The only son of assassinated former Pakistani prime minister Benazir Bhutto told hundreds of thousands of supporters on December 27, 2012, the fifth anniversary of his mother's death, that he would carry forward her legacy, an appearance designed to anoint him as a political heir. "I am the heir to the martyr,'' Bilawal Bhutto Zardari, 24, told the crowd in the southern province of Sindh, referring to his mother and to his grandfather, the founder of the current ruling party who was hanged by a former military ruler. "If you kill one Bhutto, there will be a Bhutto in every house.'' Bhutto was joined by hundreds of high-ranking officials, including the current president, his father Asif Zardari, to commemorate his mother's killing in a gun and suicide attack during a 2007 political campaign rally.
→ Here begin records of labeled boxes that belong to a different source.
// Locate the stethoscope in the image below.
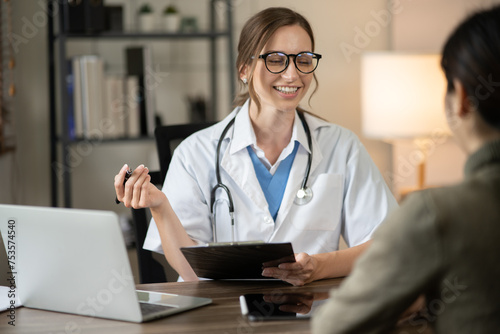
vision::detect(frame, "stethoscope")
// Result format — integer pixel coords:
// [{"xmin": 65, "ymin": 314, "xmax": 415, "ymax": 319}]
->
[{"xmin": 210, "ymin": 112, "xmax": 313, "ymax": 243}]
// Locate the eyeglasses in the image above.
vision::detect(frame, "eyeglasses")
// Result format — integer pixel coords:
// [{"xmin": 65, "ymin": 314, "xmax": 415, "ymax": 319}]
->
[{"xmin": 259, "ymin": 52, "xmax": 321, "ymax": 74}]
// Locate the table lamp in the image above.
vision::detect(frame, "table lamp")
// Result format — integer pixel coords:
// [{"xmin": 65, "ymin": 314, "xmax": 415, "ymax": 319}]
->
[{"xmin": 361, "ymin": 51, "xmax": 450, "ymax": 195}]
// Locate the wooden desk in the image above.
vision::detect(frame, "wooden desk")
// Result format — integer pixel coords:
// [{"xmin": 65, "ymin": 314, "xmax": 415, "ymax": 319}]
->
[{"xmin": 0, "ymin": 279, "xmax": 431, "ymax": 334}]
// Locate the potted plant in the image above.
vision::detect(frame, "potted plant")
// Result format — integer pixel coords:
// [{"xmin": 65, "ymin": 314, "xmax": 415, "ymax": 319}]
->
[
  {"xmin": 163, "ymin": 5, "xmax": 181, "ymax": 32},
  {"xmin": 138, "ymin": 3, "xmax": 155, "ymax": 31}
]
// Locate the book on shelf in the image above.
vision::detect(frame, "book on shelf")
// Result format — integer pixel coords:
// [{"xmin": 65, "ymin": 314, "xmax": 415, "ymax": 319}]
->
[
  {"xmin": 125, "ymin": 46, "xmax": 155, "ymax": 137},
  {"xmin": 66, "ymin": 55, "xmax": 141, "ymax": 140},
  {"xmin": 69, "ymin": 55, "xmax": 104, "ymax": 139},
  {"xmin": 124, "ymin": 76, "xmax": 141, "ymax": 137},
  {"xmin": 103, "ymin": 74, "xmax": 127, "ymax": 138}
]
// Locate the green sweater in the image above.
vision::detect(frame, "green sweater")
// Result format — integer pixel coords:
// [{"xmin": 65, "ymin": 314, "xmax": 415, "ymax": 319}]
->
[{"xmin": 312, "ymin": 141, "xmax": 500, "ymax": 334}]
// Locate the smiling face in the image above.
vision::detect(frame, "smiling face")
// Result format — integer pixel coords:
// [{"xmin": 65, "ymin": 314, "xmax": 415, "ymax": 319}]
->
[{"xmin": 241, "ymin": 25, "xmax": 313, "ymax": 112}]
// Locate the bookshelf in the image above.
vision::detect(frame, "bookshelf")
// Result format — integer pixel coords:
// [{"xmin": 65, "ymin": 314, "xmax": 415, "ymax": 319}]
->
[{"xmin": 47, "ymin": 0, "xmax": 236, "ymax": 207}]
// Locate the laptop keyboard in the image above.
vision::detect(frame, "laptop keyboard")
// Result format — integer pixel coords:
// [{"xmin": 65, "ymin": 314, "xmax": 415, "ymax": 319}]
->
[{"xmin": 139, "ymin": 303, "xmax": 176, "ymax": 316}]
He is still not old enough to contest the elections scheduled for spring 2013 - the minimum age is 25. Bhutto, who has his mother's good looks, will only turn 25 in September 2013.
Pakistan's Supreme Court ordered the arrest of the Prime Minister in connection with a corruption case linked to power projects, plunging the country into fresh political turmoil. Prime Minister Raja Pervaiz Ashraf was accused of accepting bribes when he was Pakistan's Minister for Water and Power in 2010. The Supreme Court gave authorities 24 hours to arrest Prime Minister and 15 others. However, analysts said that the move was unlikely to lead to the prime minister's immediate removal from office. The head of Pakistan's anti-corruption bureau decided January 17, 2013 not to arrest Prime Minister Raja Pervez Ashraf, despite orders to do so by the supreme court. Fasih Bokhari, chief of the National Accountability Bureau, told the court that he did not have sufficient evidence to arrest Ashraf on corruption charges.
The National Assembly completed its tenure on 16 March 2013, so the general elections might be held 26 April 2013. By 31 October 2012, Pakistan had drawn up a preliminary road-map under which the National Assembly would be dissolved in January 2013, a caretaker government installed, followed by general elections. President Asif Ali Zardari and Prime Minister Raja Pervaiz Ashraf would, however, take a final decision on the installation of a caretaker set-up, dissolution of the assemblies and general elections after consulting their coalition partners. In case the National Assembly is dissolved in January 2013, the constitutional limit for holding elections would be 90 days while the Constitution demands elections within 60 days after the completion of the constitutional tenure of the assembly. It would be a historic landmark in the country that a democratic government would complete its constitutional tenure for the first time. On the other hand, as the 2013 general elections got closer, the political wheeling and dealing in the country gathered pace and new political alliances were forged before the elections. The process gained momentum as talks for new political alliances start.